Winning ice-cream supports everything my personality commands. Treat my friends. Celebrate. Share my blessing with those who matter much to me. But winning (in essence) a free book supports the more quiet side of my life. Books ARE my entire quiet life. And I love reading. Anyone who knows me can tell you that. Someone even said once to me she could see my eyes sparkle when I heard of a book sale down at Kallang Leisure Park.
Look at me argue with myself. I think the GP essays have gotten to me. But the question stands. Which of the two WOULD I prefer? And I still can't answer that question.

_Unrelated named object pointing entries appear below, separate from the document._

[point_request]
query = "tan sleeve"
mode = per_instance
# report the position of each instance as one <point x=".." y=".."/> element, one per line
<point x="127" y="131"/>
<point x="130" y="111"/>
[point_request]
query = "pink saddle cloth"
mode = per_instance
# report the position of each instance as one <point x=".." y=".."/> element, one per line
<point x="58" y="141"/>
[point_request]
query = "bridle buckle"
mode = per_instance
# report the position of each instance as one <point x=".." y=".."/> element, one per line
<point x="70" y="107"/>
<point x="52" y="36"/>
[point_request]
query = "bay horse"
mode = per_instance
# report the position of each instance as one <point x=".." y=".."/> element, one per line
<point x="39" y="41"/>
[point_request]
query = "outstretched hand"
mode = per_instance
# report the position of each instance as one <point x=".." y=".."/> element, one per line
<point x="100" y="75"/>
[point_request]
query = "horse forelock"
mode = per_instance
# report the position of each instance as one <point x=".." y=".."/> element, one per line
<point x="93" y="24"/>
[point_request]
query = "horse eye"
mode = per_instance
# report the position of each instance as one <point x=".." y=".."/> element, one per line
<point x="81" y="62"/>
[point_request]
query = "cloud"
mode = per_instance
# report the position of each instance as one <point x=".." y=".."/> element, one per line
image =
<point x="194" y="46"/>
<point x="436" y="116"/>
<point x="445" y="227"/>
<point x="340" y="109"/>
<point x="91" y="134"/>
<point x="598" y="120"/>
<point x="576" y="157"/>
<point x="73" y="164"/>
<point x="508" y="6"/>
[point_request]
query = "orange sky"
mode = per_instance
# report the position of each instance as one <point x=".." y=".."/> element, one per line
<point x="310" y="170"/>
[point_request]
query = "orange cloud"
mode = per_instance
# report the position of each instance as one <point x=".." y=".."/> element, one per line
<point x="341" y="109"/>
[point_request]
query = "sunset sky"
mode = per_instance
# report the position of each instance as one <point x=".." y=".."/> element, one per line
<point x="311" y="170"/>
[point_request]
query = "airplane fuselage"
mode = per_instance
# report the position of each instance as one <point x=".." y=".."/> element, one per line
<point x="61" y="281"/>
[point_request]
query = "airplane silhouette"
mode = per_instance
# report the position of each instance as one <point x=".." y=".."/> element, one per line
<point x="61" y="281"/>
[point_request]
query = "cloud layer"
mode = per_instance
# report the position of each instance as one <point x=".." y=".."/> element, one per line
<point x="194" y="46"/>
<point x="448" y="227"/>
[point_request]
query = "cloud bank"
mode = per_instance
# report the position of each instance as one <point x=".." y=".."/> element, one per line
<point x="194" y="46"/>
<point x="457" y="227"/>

Choice 2. Drama Club meeting. Our much-loved (actually, by using this term I do it much injustice. The word isn't strong enough. In fact, none are.) Gold with Honours SYF Play will be lovingly put up again, for the final time, before we finally let go of it and turn our focus to the future. Sure, some seniors would rather be studying, and none of us can possibly blame them, and so have released them from their obligations as part of the team, leaving us with a smaller crew and a cast that has gaps that must be filled with other blood. But it's still looking good.
Our play will be shown on the 16th of August, Saturday. Which would not be a problem if I didn't have Temasek Model United Nations (which I ironically signed up for under my own free will a few months before) on the very same day. The event ends at 6, and the play starts at 7.30, meaning I can still crew, like I always have. Problem is, due to the possibility that I might be too late, understandably I cannot have any key role. And so I must be stripped of my previous role as assistant stage lights manager.
I don't suppose this is really a choice. I mean, after all, to get out of TMUN, we have to face Mr. Aziz. So really, I have no choice at all. But I ask myself: What would I rather be doing? Would I want more to see my article in the special Politics issue of the Temasek Times as a proud member of the Press Corps, or help my lighting manager flip switches just like before? What would I feel more fulfilled doing, satisfying my love for writing, or playing a more major role in helping the cast make magic for the last time? The pencil, or the stage? I guess I'll never really know.
But I do know this (or at least, I think it). Our choices change to fit our circumstances. But that is a philosophical debate for another time. Besides, the KI students would probably be more equipped to tackle this topic.